Figure 2. Potential mechanisms of creatine supplementation to enhance muscle hypertrophy and physical performance. IGF-1, insulin-like growth factor 1; MRFs, myogenic regulatory factors; mTOR, mammalian target of rapamycin; PCr, phosphorylcreatine; ROS, reactive oxygen species; SC, satellite cells.
Increased Training Volume and Muscle Contraction With Creatine Supplementation Through Increased Energy Provision and Calcium Uptake Into the Sarcoplasmic Reticulum
Phosphocreatine (PCr) is important for buffering ATP levels during intense muscle contraction (i.e., resistance training). ATP, which is broken down to ADP and inorganic phosphate (Pi) during muscle contraction, can be quickly re-synthesized when PCr donates its phosphate to ADP (15). Low intramuscular PCr levels may not be able to sustain continued muscle contractions during resistance training. Aging adults have reduced intramuscular PCr levels in the upper-leg (vastus lateralis); whereas PCr levels are at normal levels in muscles of the lower-leg (gastrocnemius, tibialis anterior), those involved in low-intensity activities of daily living (i.e., walking) (14). Potentially, the reduction in PCr in the vastus lateralis may be associated with reduced participation in high-intensity physical activities (i.e., running, jumping) which involve recruitment of large muscle groups in the lower-limbs (56). There is strong evidence from studies measuring creatine and PCr levels either through muscle biopsies or 31P-MRS that supplementation with creatine increases muscle creatine and/or PCr levels in muscle of aging adults (33, 36, 51, 52, 54). An animal model of senescence-accelerated mice indicated that creatine supplementation may lose its effectiveness over time due to down-regulation of the creatine transporter protein in muscle; however, this was not evident in aging humans (57).

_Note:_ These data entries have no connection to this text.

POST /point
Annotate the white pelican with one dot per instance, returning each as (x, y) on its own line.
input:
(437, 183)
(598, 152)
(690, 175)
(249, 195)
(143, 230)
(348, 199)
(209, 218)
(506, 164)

Increased intramuscular PCr may provide greater capacity for ATP resynthesis during sustained intense muscular work or may enhance PCr recovery (i.e., and therefore greater recovery between sets of resistance training exercise) because an increase of creatine in the muscle would drive recovery of PCr through the reverse of the creatine kinase reaction (i.e., ATP + Cr → PCr + ADP) (51). Furthermore, creatine increases the rate of calcium uptake into the sarcoplasmic reticulum which may increase myofibrillar cross-bridge cycling leading to shortened muscle relaxation time and greater force development (58–60). Overall, this may lead to enhanced training volume during resistance training sessions in aging adults. In a study with full exercise supervision, where sets were performed with repetitions to failure, aging males (~70 years) were able to achieve a 31% greater training volume (defined as repetitions × kg) when supplemented with creatine compared to placebo during 12 weeks of resistance training (31). This has potential to stimulate greater training adaptations (i.e., greater increases in muscle mass and strength). This beneficial effect of creatine may not hold true however if resistance training is not performed to failure, which may be the case most of the time when older adults are performing resistance training non-supervised. Furthermore, in young participants, creatine supplementation was able to maintain resistance training volume and attenuate the interference effect of concurrent training (i.e., resistance and aerobic training) on strength adaptations (61). These results may have important implications in older adults, since both resistance and aerobic training are recommended and commonly practiced for optimal health.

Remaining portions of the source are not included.